Value management targets (%)
Net financial debt/EBITDA
In the context of our value management we intend to maintain, increase and guarantee DB Groupʼs enterprise value over the long term so that we can finance capital expenditures on our core business. The financial management of DB Group and therefore also the monitoring of the success of our targets for profitable growth is performed on the basis of a value management system based on key figures. The results are an important factor for our strategic approach, our capital expenditure decisions, and employee and management remuneration.
Our value management approach is based on profitability and creditworthiness.

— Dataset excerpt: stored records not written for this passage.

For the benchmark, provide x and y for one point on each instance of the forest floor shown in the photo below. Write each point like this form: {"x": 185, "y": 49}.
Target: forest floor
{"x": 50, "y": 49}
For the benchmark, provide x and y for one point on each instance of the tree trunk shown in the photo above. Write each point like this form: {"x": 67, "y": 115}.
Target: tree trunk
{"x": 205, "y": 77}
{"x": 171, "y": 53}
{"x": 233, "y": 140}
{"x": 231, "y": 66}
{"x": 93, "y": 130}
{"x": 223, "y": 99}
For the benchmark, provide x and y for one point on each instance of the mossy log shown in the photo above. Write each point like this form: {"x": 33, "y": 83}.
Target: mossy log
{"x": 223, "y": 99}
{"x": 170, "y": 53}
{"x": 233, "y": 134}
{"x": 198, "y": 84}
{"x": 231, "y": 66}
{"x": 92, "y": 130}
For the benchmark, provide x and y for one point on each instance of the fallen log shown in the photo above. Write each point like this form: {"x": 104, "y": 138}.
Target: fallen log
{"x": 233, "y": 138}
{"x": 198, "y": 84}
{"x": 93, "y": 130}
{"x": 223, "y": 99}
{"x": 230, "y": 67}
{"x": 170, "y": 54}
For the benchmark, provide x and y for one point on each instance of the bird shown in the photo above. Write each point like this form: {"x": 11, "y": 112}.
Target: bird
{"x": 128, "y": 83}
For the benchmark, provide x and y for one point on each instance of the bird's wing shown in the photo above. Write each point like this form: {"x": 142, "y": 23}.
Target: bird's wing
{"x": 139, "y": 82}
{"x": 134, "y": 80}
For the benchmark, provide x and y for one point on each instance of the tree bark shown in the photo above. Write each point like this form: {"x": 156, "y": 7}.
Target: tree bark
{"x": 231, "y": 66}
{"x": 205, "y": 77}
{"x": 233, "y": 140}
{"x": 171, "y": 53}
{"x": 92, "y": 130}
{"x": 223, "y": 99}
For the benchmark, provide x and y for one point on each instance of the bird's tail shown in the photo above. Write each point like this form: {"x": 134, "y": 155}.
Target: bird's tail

- Profitability: profitability as an overriding target in value management ensures that investors receive a reasonable long-term rate of return over several economic cycles. We calculate the weighted average cost of capital (WACC) of debt and equity capital on an annual basis using market values. The actual return, ROCE, is calculated as the ratio of the operating income before interest and taxes (EBIT adjusted) to capital employed. The ROCE target is set higher than the cost of capital. In light of the persistently low interest level, we adjusted ROCE targets for DB Group, the Freight Transport and Logistics area and Infrastructure in the year under review. The long-term objective is to achieve an ROCE whose multi-year average is above the target value, thus ensuring that cost of capital is covered. This ROCE target corresponds to the minimum required rate of return (MRR). The different business characteristics result in different target values for our activities in passenger transport, in logistics and in rail freight transport as well as in infrastructure. The cost of capital and thus the expected returns from the infrastructure business units are lower than in passenger transport, logistics and rail freight transport owing to our projection of continuing low profit volatility. The target value for the integrated rail system was derived for the first time in the year under review from the value-weighted return expectations of all business units in DB Group except DB Arriva and DB Schenker. The operating business is always controlled before taxes, and the reporting of key figures is accordingly based mainly on pre-tax figures.
- Creditworthiness: it is essential for us as a capital-intensive business to have permanent access to the capital market on favorable terms and conditions. An additional material target of our value management is consequently achieving appropriate key debt ratios from the standpoint of our debt investors. The key figures for controlling indebtedness are redemption coverage (the ratio of adjusted operating cash flow after taxes to adjusted net financial debt), gearing (the ratio of net financial debt to equity) and the ratio of net financial debt to adjusted EBITDA. Target values for key debt ratios are derived from key rating figures and annual benchmarking with comparable companies with an excellent credit rating.